Savoir lequel de ces référentiels (ou d'autres) choisir et comment entamer la transition vers une intégration réussie des ESG au sein de la société de gestion et de son portefeuille d’actifs peut être fastidieux et doit impliquer l’équipe dirigeante de la société de gestion ainsi que des experts.

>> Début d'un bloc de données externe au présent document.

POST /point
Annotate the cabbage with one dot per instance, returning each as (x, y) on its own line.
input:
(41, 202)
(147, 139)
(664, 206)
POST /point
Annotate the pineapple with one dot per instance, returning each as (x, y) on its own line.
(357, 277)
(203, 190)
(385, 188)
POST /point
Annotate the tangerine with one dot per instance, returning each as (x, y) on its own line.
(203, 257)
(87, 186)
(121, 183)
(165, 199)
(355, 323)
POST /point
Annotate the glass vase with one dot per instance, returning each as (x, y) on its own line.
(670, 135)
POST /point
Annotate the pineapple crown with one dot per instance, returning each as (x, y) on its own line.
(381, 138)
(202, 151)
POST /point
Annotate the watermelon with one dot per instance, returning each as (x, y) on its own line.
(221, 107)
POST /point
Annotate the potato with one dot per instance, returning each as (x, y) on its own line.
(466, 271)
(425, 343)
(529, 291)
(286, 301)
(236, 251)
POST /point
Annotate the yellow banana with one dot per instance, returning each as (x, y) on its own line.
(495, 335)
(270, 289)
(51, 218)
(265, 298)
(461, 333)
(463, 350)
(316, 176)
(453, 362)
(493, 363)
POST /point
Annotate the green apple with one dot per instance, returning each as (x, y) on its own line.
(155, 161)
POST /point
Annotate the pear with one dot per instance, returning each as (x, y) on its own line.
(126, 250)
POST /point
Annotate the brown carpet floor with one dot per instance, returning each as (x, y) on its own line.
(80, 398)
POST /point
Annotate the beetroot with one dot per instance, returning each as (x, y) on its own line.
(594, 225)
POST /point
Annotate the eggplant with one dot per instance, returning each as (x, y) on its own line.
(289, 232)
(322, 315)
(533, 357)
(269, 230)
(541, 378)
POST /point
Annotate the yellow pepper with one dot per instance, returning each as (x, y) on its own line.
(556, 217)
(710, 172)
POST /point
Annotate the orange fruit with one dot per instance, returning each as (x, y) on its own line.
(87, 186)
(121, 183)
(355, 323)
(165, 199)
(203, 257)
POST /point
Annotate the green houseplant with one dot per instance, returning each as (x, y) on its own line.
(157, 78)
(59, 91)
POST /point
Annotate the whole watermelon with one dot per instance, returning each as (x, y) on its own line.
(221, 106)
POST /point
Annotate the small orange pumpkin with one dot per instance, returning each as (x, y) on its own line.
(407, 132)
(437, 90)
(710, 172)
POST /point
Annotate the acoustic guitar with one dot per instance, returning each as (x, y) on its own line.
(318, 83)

Quand durabilité rime avec cohérence et crédibilité

Force est de constater que le capital investissement peut jouer un rôle de premier plan pour conduire à une économie plus durable et résiliente. Qu’une société de gestion se lance dans le processus de définition d'une stratégie d’investissement socialement responsable pour la première fois ou qu’elle se concentre sur une meilleure intégration des critères ESG dans une stratégie existante, il est important pour les GPs de:

  • Définir une ambition qui apporte un avantage concurrentiel ;
  • S’assurer de l’alignement de cette ambition avec le marché et les attentes des investisseurs ;
  • Instaurer un dialogue avec les parties prenantes ;
  • Déterminer les différents enjeux opérationnels de la mise en œuvre de cette ambition. Dans ce contexte, la définition d’une matérialité des risques environnementaux et sociaux est indispensable ;
  • Intégrer les ESG au cœur du plan de transformation des sociétés investies ;
  • Procéder à une phase pilote d’intégration des ESG dans le cycle d’investissement, comme préconisé par les PRI particulièrement pour les GPs moins matures en la matière ;
  • Définir une approche pour changer l’organisation (formation des équipes, changement des procédures, etc.).

 

[1] EY Climate Change and Sustainability Services (CCaSS) - Fifth global institutional investors survey - July 2020 - https://assets.ey.com/content/dam/ey-sites/ey-com/en_gl/topics/assurance/assurance-pdfs/ey-global-institutional-investor-survey-2020.pdf
[2]  https://www.ey.com/en_gl/assurance/how-an-integrated-sustainability-strategy-can-help-you-stand-out

Summary

Une prise de considération croissante des critères ESG dans le quotidien des GPs requiert vision, discipline, pragmatisme et cohérence dans le choix et l’exécution d’une stratégie, afin de garantir la crédibilité de la démarche et d’en tirer les dividendes. Le choix d’une stratégie d’intégration des ESG dans la politique d’investissement et de gestion demeure avec les GPs tout en étant fortement dictée par des forces sociétales et règlementaires qui se renforceront incontestablement au cours des prochaines années.